The third and final policy area that should receive more attention is prevention. Many preventive services have the potential for improving health and longevity at least as much as curative services, at lower costs. Take for example the recent dramatic rise in obesity. Today, 15% of the adult population in the OECD area is obese, which raises the risk of chronic diseases all the way from diabetes to dementia. Another example is the use of tobacco. The reduction in smoking in most OECD countries has led to a decline in the incidence of lung cancer.

Yet, only a negligible proportion of health spending in OECD countries is explicitly directed towards prevention. And providers (both doctors and hospitals) are often not rewarded for successes in preventive services and treatments, even if these would reduce the need for expensive treatments later on.

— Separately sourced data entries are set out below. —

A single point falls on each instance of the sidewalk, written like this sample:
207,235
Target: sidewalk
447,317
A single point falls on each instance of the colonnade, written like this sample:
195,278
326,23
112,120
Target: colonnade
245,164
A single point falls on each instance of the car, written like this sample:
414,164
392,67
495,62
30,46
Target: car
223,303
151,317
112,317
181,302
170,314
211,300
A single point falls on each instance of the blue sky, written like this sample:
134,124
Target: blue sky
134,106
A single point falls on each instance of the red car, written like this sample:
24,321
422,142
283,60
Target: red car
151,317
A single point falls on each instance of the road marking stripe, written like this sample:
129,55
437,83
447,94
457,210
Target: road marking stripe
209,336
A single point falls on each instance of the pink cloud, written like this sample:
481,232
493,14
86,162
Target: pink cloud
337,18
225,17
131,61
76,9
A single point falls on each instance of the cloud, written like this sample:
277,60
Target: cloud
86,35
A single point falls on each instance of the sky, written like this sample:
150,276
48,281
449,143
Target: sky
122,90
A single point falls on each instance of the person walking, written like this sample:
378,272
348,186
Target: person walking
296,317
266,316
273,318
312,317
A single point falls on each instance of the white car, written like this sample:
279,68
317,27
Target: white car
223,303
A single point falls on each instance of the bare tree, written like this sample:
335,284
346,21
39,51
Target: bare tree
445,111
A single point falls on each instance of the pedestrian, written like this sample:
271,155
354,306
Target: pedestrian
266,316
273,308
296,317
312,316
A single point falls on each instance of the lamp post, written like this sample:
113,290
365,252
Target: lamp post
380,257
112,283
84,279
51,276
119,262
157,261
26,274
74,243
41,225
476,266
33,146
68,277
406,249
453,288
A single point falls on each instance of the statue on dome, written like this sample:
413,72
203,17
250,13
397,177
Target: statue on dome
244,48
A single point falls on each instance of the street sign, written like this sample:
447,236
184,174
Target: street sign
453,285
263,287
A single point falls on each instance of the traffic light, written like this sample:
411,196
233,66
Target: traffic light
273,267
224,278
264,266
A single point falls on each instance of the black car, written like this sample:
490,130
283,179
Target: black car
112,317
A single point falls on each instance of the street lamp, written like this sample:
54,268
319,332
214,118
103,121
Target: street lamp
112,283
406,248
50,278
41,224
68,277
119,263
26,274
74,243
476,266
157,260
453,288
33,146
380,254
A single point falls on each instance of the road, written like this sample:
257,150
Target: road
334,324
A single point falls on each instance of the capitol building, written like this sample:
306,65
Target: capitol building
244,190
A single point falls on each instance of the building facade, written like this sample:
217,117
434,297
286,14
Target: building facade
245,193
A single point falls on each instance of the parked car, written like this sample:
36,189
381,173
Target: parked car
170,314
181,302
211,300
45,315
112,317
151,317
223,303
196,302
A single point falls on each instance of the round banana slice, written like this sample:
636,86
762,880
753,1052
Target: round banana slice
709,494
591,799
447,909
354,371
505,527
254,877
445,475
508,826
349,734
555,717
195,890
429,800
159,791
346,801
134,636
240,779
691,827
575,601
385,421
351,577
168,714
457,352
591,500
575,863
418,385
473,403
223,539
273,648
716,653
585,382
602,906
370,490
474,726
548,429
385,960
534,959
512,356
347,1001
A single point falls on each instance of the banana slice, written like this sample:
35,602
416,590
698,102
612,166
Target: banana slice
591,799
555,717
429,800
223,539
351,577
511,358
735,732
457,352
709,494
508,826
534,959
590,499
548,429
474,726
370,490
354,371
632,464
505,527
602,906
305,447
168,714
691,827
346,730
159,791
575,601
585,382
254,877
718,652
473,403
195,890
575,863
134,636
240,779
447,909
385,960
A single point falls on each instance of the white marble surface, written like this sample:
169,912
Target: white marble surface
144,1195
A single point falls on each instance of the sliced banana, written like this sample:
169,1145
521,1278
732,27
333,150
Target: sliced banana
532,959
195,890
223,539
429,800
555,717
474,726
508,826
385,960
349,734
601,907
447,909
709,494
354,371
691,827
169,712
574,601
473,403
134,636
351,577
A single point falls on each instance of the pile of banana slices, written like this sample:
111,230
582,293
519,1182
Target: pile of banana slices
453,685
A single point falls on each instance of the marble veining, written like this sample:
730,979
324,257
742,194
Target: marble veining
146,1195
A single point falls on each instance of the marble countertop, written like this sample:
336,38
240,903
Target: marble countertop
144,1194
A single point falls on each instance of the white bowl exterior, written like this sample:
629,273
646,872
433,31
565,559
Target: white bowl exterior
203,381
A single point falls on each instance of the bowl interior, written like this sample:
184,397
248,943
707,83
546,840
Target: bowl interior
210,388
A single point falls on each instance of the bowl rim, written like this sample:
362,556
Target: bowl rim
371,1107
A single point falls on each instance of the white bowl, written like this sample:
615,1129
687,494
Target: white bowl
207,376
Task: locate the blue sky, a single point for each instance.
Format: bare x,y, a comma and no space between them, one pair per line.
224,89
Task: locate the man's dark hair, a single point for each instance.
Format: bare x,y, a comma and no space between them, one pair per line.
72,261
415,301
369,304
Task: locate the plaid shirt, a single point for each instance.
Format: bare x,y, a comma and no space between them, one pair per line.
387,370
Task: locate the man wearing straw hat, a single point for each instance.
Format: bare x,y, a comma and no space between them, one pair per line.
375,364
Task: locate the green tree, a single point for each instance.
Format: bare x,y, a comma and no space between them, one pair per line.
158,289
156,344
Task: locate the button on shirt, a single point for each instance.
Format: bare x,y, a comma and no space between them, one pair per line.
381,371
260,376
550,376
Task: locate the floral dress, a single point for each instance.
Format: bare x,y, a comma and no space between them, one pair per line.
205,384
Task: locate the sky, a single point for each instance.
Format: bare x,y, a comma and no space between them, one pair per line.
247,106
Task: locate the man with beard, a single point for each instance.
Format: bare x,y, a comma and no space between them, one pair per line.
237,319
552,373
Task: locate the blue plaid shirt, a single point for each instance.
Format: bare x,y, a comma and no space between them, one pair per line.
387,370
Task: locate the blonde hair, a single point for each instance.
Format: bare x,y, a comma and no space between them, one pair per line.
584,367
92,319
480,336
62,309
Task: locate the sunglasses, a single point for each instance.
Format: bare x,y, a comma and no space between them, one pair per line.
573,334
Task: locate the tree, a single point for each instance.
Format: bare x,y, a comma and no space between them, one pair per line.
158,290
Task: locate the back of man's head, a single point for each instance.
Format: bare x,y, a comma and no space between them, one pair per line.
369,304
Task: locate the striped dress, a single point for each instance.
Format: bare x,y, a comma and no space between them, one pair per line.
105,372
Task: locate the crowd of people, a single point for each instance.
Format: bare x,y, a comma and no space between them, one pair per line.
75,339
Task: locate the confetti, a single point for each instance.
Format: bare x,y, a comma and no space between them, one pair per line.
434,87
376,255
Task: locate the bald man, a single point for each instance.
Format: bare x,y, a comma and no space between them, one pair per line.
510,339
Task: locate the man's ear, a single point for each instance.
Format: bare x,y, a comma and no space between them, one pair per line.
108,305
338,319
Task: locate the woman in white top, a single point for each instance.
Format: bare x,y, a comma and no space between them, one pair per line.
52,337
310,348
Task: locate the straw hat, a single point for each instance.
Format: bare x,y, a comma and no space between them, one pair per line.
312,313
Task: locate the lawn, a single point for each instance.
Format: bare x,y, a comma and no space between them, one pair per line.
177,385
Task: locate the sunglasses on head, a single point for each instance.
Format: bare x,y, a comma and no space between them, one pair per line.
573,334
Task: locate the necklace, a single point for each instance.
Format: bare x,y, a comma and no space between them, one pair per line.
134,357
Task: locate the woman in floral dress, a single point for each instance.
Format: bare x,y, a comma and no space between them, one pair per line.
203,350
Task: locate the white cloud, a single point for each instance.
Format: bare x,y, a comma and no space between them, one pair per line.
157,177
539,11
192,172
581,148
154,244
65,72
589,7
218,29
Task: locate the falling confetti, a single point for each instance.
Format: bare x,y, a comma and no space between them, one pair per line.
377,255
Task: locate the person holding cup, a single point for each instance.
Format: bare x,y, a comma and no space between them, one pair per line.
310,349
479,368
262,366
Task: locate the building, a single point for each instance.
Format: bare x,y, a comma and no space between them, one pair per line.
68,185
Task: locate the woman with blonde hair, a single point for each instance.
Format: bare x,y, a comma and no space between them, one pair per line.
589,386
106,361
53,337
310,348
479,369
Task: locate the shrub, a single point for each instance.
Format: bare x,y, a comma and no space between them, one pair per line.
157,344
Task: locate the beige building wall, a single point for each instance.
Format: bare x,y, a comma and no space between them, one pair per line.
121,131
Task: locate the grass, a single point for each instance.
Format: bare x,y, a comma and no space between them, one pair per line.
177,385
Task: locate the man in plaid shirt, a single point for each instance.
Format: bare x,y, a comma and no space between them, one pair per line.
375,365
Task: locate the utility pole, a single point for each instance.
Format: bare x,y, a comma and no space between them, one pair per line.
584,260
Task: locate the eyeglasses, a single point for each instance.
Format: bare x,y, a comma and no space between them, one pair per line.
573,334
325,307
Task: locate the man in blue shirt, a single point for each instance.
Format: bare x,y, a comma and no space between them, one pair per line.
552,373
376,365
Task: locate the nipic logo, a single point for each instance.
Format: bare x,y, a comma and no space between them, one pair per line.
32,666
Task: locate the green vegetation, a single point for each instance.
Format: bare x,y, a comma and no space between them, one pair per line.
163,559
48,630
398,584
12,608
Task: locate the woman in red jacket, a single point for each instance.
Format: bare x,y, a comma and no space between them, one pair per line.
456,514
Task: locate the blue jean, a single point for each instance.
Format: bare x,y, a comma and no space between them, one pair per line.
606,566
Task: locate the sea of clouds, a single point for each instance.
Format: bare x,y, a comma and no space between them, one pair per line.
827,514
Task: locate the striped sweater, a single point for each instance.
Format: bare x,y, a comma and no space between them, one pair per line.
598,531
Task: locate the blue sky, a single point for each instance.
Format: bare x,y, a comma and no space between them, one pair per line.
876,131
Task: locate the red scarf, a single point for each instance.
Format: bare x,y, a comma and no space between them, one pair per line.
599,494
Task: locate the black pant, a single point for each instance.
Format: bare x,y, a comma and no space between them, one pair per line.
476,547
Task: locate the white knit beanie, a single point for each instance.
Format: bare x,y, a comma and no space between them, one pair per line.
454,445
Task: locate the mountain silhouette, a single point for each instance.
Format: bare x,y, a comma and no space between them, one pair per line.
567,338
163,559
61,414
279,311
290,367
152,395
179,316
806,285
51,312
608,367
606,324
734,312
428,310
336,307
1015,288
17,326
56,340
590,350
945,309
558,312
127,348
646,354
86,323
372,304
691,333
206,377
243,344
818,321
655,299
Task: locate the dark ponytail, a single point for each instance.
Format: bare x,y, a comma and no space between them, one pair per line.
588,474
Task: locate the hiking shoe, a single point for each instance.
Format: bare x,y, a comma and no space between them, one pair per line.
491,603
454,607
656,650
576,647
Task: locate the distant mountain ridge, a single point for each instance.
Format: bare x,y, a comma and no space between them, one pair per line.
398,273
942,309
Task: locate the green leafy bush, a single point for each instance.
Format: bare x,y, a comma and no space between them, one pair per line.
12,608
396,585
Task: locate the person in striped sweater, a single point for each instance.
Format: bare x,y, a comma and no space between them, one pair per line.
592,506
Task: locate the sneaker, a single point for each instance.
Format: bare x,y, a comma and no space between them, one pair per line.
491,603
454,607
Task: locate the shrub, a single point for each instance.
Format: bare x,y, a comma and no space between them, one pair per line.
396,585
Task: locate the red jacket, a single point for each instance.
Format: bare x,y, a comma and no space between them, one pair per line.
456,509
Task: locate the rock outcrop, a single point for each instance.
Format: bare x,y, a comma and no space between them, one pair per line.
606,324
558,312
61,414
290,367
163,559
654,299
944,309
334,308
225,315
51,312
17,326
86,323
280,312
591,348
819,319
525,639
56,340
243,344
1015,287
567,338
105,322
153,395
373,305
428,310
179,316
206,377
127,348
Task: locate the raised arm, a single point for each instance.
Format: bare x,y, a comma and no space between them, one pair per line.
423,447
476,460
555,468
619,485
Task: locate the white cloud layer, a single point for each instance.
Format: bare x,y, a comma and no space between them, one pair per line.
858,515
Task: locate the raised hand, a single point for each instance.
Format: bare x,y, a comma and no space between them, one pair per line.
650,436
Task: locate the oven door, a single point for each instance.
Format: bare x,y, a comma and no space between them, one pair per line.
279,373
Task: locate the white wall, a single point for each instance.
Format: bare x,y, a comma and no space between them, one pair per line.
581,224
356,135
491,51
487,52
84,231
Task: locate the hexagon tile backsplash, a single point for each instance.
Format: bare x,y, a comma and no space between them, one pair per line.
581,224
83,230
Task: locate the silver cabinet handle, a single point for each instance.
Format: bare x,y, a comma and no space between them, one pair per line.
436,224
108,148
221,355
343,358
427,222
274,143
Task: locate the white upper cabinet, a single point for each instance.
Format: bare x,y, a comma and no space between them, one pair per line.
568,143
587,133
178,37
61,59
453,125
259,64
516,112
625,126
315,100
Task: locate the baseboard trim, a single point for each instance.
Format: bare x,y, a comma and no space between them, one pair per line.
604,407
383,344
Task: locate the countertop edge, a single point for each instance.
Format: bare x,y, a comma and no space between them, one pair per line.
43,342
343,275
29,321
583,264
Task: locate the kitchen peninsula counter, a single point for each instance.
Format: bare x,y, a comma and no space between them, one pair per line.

Even if we know what works to improve the performance of health systems, this is not an easy task for policy-makers. Health policy decisions have considerable economic consequences and reforming the system can be extremely difficult, especially if the various stakeholders do not embrace reform. Given the speed of developments in medicine and the evolution of health-care goals, reform of health systems is necessarily an ongoing, iterative process.

Increasing value for money in health systems requires experimentation and performance measurement, using actionable and accurate indicators. Benchmarking within and across countries, and sharing information can help. Bringing experience, evidence and new ideas together, will help policy makers meet the challenges they face. The OECD stands ready to help China address its health policy challenges by sharing our own countries’ experiences and working together to find the most appropriate “Chinese” solutions.